| Literature DB >> 31644545 |
Xiao-Fei Liu1,2, Gen-Fa Zhu2, Dong-Mei Li2, Xiao-Jing Wang1.
Abstract
Spathiphyllum is a very important tropical plant used as a small, potted, ornamental plant in South China, with an annual output value of hundreds of millions of yuan. In this study, we sequenced and analyzed the complete nucleotide sequence of the Spathiphyllum 'Parrish' chloroplast genome. The whole chloroplast genome is 168,493 bp in length, and includes a pair of inverted repeat (IR) regions (IRa and IRb, each 31,600 bp), separated by a small single-copy (SSC, 15,799 bp) region and a large single-copy (LSC, 89,494 bp) region. Our annotation revealed that the S. 'Parrish' chloroplast genome contained 132 genes, including 87 protein coding genes, 37 transfer RNA genes, and 8 ribosomal RNA genes. In the repeat structure analysis, we detected 281 simple sequence repeats (SSRs) which included mononucleotides (223), dinucleotides (28), trinucleotides (12), tetranucleotides (11), pentanucleotides (6), and hexanucleotides (1), in the S. 'Parrish' chloroplast genome. In addition, we identified 50 long repeats, comprising 18 forward repeats, 13 reverse repeats, 17 palindromic repeats, and 2 complementary repeats.
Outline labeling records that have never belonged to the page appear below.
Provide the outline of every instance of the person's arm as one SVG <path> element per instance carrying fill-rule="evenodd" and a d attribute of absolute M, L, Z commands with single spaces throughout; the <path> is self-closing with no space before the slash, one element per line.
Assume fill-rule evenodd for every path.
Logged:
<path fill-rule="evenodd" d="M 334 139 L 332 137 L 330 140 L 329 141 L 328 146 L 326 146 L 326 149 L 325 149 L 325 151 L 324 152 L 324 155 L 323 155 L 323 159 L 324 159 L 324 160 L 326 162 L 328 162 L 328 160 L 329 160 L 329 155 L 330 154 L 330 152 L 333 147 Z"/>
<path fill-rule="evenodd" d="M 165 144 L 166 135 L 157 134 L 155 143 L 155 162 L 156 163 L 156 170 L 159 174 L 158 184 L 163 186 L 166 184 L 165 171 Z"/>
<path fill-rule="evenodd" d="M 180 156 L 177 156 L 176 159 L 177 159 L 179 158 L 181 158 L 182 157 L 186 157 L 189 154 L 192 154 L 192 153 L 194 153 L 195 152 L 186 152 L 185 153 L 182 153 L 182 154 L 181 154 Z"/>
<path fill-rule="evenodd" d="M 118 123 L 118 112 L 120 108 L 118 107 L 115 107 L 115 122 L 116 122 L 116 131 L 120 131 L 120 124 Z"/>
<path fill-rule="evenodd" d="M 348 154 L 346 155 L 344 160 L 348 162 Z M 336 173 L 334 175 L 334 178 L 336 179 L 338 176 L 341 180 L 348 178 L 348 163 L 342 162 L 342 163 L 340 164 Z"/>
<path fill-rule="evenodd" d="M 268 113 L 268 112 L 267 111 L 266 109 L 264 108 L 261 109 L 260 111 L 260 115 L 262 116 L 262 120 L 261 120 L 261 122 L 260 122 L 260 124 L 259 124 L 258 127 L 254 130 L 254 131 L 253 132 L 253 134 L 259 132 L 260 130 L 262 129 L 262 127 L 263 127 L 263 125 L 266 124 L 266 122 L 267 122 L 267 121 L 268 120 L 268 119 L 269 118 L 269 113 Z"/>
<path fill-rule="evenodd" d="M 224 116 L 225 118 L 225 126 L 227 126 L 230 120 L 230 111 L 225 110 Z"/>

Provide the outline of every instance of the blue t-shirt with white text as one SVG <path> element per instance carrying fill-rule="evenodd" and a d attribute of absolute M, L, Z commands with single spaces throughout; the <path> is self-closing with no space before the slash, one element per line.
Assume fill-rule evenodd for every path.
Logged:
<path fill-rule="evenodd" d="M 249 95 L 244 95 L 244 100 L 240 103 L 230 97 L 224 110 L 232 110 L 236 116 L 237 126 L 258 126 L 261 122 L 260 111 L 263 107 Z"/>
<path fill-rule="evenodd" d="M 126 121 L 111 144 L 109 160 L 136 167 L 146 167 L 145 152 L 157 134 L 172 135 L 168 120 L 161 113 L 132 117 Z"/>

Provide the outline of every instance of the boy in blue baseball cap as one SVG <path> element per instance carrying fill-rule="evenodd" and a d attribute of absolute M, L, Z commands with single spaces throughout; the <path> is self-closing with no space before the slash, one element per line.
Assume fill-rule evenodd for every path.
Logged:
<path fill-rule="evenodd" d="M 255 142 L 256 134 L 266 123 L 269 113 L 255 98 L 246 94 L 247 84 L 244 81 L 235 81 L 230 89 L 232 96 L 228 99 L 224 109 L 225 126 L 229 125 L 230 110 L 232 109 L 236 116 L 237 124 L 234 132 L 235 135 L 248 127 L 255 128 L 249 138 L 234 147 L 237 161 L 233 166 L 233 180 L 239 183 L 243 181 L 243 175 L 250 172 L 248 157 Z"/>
Single nucleotide polymorphism (SNP) and insertion/deletion (indel) analyses of the chloroplast genome of the S. 'Parrish' relative S. cannifolium revealed 962 SNPs in S. 'Parrish'. There were 158 indels (90 insertions and 68 deletions) in the S. 'Parrish' chloroplast genome relative to the S. cannifolium chloroplast genome. Phylogenetic analysis of five species found S. 'Parrish' to be more closely related to S. kochii than to S. cannifolium. This study identified the characteristics of the S. 'Parrish' chloroplast genome, which will facilitate species identification and phylogenetic analysis within the genus Spathiphyllum.Entities:
Year: 2019 PMID: 31644545 PMCID: PMC6808432 DOI: 10.1371/journal.pone.0224038
Source DB: PubMed Journal: PLoS One ISSN: 1932-6203 Impact factor: 3.240
Fig 1Gene map of S. 'Parrish'.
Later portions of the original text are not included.